I feel compelled to write this after receiving a mini-lecture from a senior civil servant on the use of the word "lever". "Lever" is one of the most used words in the Civil Service. It is usually used to describe a "tool", like a levy or a quota, that a civil servant can adjust, depending on poli-socio-economic considerations, and expect a certain outcome. Many levers come from the world of economics, such as interest rates, exchange rates etc. Less well-used, but no less popular are other levers such as labour levies, employment quotas etc.

Unfortunately for civil servants, levers do not work as well as they used to. Witness the Fed's futile attempts at curbing excessive credit through raising interest rates. Even in the good old days when the economy would respond like a well-worn script to a government's actions, there was always a signficant time lag between the application of a lever and its outcome. This time lag could take months, during which time other events could have taken place to render the original lever action useless.
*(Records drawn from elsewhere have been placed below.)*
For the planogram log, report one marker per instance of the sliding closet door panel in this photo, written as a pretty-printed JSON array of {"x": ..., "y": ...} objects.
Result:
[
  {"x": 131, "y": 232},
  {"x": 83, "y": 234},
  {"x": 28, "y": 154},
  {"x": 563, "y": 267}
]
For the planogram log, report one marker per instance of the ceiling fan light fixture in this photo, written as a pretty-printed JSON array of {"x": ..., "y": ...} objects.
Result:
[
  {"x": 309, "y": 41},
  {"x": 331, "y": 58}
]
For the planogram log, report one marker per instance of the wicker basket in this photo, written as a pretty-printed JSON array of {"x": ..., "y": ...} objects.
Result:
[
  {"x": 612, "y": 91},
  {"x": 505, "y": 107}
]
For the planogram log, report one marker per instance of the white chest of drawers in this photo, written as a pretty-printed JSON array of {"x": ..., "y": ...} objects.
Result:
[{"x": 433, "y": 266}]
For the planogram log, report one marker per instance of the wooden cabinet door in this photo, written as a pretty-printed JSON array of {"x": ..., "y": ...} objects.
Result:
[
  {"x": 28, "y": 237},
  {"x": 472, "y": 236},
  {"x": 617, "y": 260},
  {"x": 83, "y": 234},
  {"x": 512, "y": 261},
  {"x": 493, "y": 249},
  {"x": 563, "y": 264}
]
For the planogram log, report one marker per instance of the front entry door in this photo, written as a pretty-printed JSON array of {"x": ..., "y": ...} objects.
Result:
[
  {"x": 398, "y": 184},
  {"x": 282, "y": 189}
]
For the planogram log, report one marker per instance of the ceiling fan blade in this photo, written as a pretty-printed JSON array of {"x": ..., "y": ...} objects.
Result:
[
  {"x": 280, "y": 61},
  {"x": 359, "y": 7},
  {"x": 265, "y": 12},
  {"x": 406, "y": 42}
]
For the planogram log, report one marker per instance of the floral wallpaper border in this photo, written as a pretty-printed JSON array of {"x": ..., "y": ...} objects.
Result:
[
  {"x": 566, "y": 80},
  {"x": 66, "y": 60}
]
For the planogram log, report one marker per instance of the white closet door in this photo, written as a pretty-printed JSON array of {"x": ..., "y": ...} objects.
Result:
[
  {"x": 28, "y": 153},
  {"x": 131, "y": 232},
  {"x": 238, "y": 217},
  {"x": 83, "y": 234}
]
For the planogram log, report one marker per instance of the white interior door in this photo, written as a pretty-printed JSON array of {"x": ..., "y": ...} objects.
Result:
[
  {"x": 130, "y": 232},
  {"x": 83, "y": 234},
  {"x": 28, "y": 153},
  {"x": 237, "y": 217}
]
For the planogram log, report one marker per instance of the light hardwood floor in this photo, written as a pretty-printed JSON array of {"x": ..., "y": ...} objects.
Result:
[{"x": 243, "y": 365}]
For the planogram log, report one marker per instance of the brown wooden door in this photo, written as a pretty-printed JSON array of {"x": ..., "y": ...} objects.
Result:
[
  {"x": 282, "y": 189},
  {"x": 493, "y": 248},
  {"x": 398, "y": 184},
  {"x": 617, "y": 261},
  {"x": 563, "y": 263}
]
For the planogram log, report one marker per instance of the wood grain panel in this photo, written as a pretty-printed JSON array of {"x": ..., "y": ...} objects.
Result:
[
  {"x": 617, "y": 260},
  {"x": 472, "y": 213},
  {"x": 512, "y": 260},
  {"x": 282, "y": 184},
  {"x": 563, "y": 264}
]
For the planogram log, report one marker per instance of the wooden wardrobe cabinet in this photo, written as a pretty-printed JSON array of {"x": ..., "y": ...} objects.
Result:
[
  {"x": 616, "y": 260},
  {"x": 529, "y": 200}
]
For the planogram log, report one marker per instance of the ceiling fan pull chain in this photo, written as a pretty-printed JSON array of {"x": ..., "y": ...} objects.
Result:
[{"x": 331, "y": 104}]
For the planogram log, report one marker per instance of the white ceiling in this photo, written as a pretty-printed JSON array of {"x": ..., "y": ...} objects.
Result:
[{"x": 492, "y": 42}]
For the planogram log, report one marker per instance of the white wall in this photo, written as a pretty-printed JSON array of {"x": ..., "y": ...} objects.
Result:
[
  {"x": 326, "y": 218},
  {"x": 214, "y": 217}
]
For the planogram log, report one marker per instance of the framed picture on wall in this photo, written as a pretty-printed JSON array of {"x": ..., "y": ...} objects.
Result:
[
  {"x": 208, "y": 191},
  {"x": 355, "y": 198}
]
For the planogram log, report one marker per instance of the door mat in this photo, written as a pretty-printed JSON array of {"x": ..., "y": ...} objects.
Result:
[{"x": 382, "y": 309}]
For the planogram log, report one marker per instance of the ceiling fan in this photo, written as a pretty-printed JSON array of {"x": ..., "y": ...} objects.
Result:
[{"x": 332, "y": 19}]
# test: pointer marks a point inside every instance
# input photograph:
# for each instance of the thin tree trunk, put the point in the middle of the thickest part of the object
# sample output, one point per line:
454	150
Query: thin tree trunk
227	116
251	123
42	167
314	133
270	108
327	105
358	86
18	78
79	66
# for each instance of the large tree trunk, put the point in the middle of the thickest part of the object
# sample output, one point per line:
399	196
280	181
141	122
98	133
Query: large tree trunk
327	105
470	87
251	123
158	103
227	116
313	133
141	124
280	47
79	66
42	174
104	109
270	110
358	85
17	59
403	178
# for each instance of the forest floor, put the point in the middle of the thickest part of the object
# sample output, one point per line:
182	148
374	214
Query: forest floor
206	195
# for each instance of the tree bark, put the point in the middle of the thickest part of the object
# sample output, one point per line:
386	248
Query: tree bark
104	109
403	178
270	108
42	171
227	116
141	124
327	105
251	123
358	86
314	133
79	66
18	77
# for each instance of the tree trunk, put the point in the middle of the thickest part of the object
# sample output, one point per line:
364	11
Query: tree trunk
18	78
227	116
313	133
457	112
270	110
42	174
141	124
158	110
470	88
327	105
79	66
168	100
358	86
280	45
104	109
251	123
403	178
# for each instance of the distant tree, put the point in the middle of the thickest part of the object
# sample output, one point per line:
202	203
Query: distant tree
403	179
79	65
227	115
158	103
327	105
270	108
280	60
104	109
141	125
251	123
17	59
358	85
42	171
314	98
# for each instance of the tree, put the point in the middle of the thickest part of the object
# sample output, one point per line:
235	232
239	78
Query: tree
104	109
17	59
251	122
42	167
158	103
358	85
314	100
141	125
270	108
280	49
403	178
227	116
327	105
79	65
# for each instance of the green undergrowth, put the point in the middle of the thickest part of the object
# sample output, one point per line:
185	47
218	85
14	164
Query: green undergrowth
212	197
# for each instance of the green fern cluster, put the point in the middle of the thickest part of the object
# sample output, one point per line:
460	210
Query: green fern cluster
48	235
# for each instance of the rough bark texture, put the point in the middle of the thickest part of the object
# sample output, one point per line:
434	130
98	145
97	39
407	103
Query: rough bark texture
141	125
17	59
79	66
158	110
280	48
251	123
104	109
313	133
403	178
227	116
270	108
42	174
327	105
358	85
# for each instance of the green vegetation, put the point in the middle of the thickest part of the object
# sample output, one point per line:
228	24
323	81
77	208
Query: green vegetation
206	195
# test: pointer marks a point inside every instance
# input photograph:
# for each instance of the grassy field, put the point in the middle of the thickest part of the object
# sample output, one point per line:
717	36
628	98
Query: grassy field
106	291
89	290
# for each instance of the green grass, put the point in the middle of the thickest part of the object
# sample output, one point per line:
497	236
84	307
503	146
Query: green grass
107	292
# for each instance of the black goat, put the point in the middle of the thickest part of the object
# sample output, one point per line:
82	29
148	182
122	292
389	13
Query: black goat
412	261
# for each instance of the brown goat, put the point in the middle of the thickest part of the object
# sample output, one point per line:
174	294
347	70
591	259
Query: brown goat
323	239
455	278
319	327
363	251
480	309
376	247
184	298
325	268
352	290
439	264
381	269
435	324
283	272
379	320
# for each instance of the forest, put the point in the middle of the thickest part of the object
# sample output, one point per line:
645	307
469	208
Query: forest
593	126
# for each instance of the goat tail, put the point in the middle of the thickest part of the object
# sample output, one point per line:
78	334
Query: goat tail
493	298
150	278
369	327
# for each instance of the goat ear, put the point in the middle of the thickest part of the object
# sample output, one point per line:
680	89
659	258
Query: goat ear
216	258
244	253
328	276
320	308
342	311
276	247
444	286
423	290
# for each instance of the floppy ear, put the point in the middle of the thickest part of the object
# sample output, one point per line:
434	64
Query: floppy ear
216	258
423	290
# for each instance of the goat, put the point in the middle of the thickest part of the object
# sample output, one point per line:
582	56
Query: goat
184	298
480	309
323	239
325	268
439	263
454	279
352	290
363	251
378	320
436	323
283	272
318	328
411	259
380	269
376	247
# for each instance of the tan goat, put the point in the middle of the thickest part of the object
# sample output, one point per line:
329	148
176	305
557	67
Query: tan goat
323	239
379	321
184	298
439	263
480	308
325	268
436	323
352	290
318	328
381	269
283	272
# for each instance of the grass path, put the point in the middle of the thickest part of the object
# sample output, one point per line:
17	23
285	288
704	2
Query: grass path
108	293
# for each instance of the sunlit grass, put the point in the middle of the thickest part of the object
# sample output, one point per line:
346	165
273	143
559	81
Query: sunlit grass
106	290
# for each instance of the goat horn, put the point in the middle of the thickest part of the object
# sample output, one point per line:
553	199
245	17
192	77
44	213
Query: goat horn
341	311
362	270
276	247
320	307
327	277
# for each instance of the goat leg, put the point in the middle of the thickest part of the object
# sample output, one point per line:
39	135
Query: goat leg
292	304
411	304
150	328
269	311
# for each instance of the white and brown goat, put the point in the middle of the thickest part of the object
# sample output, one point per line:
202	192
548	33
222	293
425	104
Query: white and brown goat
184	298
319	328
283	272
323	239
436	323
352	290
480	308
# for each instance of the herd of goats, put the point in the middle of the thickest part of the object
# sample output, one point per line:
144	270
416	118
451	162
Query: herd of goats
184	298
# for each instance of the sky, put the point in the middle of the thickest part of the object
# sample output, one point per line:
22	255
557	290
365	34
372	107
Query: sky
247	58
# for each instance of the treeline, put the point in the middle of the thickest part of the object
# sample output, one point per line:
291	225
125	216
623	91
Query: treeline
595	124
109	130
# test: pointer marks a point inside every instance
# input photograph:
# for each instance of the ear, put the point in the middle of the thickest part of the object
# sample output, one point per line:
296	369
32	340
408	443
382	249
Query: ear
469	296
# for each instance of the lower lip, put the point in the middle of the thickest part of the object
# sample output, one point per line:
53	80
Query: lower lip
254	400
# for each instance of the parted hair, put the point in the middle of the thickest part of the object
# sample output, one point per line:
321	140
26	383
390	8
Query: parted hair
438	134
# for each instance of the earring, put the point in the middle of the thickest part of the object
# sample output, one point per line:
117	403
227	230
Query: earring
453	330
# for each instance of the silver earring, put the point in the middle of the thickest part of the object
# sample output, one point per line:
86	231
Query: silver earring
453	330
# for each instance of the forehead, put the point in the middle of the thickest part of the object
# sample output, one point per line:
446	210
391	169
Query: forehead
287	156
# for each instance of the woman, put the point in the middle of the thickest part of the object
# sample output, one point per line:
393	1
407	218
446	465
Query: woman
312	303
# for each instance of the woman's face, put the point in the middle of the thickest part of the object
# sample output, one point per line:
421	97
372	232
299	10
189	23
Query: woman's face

My discomfort with the language of levers is the idea that an economy or a society is a large deterministic machine that, if we only knew enough about its innards, we could predict its every response to our actions. There is a seductive simplicity in this mental model where every action leads to a pre-defined result. Our only work is to figure out the mathematical formula that links action to outcome.

But globalisation has resulted in an intermeshing of societies and economies such that there are very few economies that behave so linearly. Going back to the Fed's actions, one school of thought holds that the integration of China and India's labour markets into the global market has held down inflationary pressures and thus blunted the Fed's erstwhile reliable interest rate tool. So it turns out that millions of Chinese and Indians willing to work for a fraction of the hitherto global wage are more important than Alan Greenspan and the Fed's decisions.

So what can we do? I don't have an answer but the first step should be to shed the hubris that a deterministic model engenders. Only then can we consider other factors outside the closed system that we have grown comfortable with. In an increasingly inter-related economy, the most effective lever could well be the knowledge of the inter-relationships within and between systems; and the ability to find the tipping point within these inter-relationships or networks to one's advantage. I have to say this because many people would not even think of knowledge and network building as levers. I hope to prove these people wrong. Will keep you updated.